The Fibanacci Heap's pop() has an amortized runtime of O(log n) and worst case of O(n). If your heap is large, it could easily be consuming a majority of the CPU time in your algorithm, especially since most of the other operations you're likely using have O(1) runtimes (insert, top, etc.)

One thing I'd recommend is to try callgrind with your preferred optimization level (such as -O3) with debug info (-g), because the templatized datastructures/containers such as the fibonacci_heap are heavy on the inlined function usage.
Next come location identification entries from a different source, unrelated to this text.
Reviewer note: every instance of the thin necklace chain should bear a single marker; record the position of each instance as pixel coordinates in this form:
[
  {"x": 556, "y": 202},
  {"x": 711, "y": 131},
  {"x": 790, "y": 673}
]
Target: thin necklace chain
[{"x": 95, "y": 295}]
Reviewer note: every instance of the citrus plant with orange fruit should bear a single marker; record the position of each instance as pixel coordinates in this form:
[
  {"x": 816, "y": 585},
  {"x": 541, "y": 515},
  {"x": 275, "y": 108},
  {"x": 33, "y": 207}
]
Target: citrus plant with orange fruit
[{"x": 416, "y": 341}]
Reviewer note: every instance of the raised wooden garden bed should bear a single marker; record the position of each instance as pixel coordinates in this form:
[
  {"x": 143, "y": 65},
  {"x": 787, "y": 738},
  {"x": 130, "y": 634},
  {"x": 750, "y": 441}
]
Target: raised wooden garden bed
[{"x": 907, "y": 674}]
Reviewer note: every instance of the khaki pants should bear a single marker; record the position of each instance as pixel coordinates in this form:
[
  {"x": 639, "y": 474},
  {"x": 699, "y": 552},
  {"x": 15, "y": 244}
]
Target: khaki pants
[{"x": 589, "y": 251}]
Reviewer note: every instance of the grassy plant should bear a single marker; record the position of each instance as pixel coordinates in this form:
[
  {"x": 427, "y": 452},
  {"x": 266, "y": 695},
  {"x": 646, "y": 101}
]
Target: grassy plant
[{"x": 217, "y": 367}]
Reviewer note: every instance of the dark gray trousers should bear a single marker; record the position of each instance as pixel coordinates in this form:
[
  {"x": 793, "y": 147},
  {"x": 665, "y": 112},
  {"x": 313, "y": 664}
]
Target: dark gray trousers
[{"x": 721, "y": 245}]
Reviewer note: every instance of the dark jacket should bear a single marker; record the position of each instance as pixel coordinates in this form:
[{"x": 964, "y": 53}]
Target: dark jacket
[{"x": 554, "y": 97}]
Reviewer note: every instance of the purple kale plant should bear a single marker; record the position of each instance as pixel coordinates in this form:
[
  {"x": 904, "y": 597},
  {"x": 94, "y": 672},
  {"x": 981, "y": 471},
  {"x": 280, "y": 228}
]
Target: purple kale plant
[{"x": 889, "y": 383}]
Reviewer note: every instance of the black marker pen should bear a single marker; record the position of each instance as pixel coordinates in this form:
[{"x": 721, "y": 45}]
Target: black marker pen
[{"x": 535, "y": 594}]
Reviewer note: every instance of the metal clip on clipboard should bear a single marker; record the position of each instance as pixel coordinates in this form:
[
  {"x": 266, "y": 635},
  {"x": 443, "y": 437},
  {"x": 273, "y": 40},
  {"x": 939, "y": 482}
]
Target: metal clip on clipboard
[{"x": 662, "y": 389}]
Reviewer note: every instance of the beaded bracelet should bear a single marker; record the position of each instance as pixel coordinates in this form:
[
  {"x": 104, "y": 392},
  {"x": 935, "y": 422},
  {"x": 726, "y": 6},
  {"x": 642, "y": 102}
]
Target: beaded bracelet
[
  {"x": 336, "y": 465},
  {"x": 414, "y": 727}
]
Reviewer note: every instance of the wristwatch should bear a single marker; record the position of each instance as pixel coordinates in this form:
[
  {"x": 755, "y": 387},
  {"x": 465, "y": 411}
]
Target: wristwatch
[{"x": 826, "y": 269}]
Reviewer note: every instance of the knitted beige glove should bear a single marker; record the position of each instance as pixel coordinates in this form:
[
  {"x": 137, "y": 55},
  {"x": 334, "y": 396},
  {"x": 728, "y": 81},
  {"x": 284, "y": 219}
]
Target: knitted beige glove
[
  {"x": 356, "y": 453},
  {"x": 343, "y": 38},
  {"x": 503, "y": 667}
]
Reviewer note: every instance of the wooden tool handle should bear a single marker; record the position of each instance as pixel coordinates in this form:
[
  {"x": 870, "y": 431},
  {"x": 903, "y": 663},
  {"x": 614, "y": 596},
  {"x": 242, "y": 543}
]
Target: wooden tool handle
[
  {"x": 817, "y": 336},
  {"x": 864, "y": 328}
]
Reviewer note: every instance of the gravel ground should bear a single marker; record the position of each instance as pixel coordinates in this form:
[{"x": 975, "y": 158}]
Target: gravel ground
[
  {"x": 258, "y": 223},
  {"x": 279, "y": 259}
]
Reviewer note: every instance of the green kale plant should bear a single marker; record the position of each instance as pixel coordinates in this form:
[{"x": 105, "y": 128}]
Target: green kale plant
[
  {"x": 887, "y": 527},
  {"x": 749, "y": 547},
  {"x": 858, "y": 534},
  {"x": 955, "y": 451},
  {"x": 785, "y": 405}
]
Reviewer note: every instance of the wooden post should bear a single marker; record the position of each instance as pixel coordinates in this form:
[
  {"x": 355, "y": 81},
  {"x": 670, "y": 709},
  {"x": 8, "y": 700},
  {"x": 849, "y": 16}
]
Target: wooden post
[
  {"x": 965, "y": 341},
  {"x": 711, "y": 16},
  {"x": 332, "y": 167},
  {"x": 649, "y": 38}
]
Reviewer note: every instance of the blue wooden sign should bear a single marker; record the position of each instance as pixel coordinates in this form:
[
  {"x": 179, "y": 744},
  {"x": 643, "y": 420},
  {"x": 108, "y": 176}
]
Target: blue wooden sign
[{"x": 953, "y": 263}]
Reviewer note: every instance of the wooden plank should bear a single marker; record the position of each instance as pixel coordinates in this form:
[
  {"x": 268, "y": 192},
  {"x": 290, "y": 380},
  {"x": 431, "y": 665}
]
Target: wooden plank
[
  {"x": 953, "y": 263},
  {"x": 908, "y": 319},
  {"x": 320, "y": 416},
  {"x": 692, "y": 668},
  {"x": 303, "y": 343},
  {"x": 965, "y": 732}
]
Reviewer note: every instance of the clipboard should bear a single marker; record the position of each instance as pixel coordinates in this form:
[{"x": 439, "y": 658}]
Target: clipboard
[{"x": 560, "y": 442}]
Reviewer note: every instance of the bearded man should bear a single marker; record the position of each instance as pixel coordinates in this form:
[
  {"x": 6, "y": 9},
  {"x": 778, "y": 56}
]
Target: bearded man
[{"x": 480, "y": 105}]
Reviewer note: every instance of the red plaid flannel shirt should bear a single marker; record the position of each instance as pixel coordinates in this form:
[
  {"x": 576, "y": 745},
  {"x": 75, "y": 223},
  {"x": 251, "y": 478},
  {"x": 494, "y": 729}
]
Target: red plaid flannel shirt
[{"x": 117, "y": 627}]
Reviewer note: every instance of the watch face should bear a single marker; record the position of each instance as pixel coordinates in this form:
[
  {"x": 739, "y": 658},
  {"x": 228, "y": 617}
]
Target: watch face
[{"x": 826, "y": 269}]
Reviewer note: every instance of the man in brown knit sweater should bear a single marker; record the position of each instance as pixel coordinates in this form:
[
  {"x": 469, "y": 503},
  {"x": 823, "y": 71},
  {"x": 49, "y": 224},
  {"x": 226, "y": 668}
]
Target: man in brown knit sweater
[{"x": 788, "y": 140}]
It could be that most of the CPU cycles you're measuring don't even exist in your optimized executable.

Question 2

The other answers aren't mentioning the big part: of course pop() takes the majority of your time: it's the only function that performs any real work!

As you may have read, the bounds on the operations of a Fibonacci Heap are amortized bounds. This means that if you perform enough operations in a good sequence, the bounds will average out to that. However, the actual costs are completely hidden.

Every time you insert an element, nothing happens. It is just thrown into the root list. Boom, O(1) time. Every time you merge two trees, its root is just linked into the root list. Boom, O(1) time. But hold on, your structure is not a valid Fibonacci Heap! That's where pop() (or extract-root) comes in: every time this operation is called, the entire Heap is restructured back into a correct shape. The Root is removed, its children are cut to the root list, and then we start merging trees in the root list so that no two trees with the same degree (number of children) exist in the root list.

So all of the work of Insert(e) and Merge(t) is actually delayed until Pop() is called, which then does all the work. What about the other operations?

Delete(e) is beautiful. We perform Decrease-Key(e, -inf) to make the element e become the root. And now we perform Pop()! Again, the work is done by Pop().

Decrease-Key(e, v) does its work by itself: it cuts e to the root list and starts a cutting cascade to put its children into the root list as well (which can cut their childlists too). So Decrease-Key puts a whole lot of elements into the root list. Can you guess which function has to fix that?

TL;DR: Pop() is the work horse of the Fibonacci Heap. All other operations are done efficiently because they create work for the Pop() operation. Pop() gathers the work and performs it in one go (which can take up to O(n)). This is actually really efficient because the "grouped" work can be done faster than each operation separately.

So yes, it is natural that Pop() takes up the majority of your time!